Data has been successfully written to the file！


## 2.calculate variables

In this study, we specifically analyze the correlation between the following variables:

(1)  the review length; (2)  the number of reviews that a reviewer has written;
(3)  the number of followers of the reviewer; (4)  the days passed since the book review have been posted; (5)  the sentiment score of the book review; (6)  the rating of book; (7)  the book review support


All variables need to be calculated to get except (2) the number of reviews that a reviewer has written, and (3) the number of followers of the reviewer, which can be obtained directly.

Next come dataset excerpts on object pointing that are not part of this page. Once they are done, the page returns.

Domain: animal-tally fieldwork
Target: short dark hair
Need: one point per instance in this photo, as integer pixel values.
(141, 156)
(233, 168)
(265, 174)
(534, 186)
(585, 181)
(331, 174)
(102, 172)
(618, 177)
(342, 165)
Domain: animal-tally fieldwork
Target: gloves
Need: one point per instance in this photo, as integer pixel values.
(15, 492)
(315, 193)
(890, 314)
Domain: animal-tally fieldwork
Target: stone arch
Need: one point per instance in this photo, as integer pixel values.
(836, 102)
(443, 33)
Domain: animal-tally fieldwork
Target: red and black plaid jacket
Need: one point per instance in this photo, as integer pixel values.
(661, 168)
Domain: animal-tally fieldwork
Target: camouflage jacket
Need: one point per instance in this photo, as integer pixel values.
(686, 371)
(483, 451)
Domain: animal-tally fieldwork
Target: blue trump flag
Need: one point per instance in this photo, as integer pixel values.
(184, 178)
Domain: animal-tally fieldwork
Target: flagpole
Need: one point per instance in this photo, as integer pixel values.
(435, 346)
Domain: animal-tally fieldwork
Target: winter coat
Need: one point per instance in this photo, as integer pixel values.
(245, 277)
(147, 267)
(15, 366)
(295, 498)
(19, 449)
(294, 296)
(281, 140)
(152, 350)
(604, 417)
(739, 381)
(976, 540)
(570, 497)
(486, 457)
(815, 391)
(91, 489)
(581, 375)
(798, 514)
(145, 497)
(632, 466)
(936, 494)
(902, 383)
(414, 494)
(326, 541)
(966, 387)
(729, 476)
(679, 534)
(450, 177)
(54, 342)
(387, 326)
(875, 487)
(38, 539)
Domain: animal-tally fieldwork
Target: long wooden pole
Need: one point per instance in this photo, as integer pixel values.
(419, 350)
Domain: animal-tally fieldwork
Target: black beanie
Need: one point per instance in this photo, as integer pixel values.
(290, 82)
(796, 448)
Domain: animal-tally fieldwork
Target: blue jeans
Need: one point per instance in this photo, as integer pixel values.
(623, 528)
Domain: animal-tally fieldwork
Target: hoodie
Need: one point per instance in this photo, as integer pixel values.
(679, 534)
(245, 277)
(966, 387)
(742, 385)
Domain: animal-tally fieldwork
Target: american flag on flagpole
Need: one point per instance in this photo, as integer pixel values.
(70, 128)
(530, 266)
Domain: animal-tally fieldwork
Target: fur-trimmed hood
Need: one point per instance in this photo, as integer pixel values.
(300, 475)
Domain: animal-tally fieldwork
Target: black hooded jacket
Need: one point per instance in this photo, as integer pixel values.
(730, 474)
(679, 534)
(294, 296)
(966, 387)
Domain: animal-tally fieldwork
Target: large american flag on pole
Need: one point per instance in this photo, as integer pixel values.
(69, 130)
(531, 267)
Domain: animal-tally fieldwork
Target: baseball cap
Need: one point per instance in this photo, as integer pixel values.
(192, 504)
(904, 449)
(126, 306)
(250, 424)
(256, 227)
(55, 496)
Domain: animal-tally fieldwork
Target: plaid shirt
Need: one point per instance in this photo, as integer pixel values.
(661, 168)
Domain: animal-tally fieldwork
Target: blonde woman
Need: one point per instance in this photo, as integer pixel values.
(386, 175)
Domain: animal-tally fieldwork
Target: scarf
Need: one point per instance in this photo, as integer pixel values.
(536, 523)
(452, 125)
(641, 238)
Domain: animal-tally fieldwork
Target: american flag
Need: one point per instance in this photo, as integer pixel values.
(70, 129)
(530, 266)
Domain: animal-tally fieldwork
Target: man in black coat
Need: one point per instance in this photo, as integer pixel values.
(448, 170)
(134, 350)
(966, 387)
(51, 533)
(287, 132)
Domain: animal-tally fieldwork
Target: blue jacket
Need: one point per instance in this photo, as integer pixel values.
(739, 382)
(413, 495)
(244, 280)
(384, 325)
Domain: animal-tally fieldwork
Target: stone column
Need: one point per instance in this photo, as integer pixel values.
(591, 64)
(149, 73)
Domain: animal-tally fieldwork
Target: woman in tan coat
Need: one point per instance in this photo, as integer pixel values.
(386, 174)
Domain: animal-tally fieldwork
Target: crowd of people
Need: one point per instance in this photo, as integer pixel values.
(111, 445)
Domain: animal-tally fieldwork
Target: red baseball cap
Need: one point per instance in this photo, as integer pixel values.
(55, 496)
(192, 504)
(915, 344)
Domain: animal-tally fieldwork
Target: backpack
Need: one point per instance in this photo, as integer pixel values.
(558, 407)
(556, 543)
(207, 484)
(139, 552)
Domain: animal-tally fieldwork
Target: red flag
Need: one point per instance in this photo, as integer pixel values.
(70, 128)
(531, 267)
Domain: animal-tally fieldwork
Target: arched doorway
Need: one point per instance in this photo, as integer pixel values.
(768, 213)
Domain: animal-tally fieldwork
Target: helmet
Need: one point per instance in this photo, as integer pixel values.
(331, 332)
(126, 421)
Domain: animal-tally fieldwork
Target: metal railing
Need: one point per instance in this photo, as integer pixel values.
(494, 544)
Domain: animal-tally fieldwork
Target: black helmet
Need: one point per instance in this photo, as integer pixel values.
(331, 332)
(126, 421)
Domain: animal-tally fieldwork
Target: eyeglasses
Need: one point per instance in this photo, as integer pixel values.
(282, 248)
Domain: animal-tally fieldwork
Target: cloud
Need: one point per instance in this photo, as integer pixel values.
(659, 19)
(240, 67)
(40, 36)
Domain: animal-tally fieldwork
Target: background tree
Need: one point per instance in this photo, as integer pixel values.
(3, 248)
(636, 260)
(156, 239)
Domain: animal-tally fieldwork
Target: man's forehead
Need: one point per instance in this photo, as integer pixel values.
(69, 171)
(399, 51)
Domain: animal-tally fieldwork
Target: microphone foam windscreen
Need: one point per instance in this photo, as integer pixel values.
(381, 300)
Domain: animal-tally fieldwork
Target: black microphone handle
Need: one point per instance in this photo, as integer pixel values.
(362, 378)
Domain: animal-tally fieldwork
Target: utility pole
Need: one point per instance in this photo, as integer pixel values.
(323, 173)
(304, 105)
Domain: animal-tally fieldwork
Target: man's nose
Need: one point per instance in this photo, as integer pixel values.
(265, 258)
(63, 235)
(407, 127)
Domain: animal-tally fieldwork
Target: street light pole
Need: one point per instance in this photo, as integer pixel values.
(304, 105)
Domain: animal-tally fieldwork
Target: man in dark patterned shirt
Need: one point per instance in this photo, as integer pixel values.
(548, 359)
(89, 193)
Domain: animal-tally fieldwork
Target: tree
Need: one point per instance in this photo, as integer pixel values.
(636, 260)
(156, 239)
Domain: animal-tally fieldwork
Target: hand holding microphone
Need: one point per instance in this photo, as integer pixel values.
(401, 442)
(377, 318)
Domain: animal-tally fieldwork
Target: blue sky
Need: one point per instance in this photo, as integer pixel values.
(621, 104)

### 2.1 Calculate the number of days since a given date

In [None]:
# import required libraries
import os
import csv
import pandas as pd
from datetime import datetime

In [None]:
# Set the folder path where the filtered English-only review CSV files are stored.
folder_path = "/content/drive/MyDrive/page_5_reviews_english_only"

# Define a function to convert a date string into a datetime object.
def convert_to_date(date_str):
    # List of possible date formats to try.
    formats = ["%B %d, %Y", "%d-%b-%y"]
    # Loop through each date format.
    for fmt in formats:
        try:
            # Attempt to parse the date string using the current format.
            return datetime.strptime(date_str, fmt)
        except ValueError:
            # If parsing fails, continue to the next format.
            continue
    # Raise an error if the date string doesn't match any of the formats.
    raise ValueError(f"Date format does not match: {date_str}")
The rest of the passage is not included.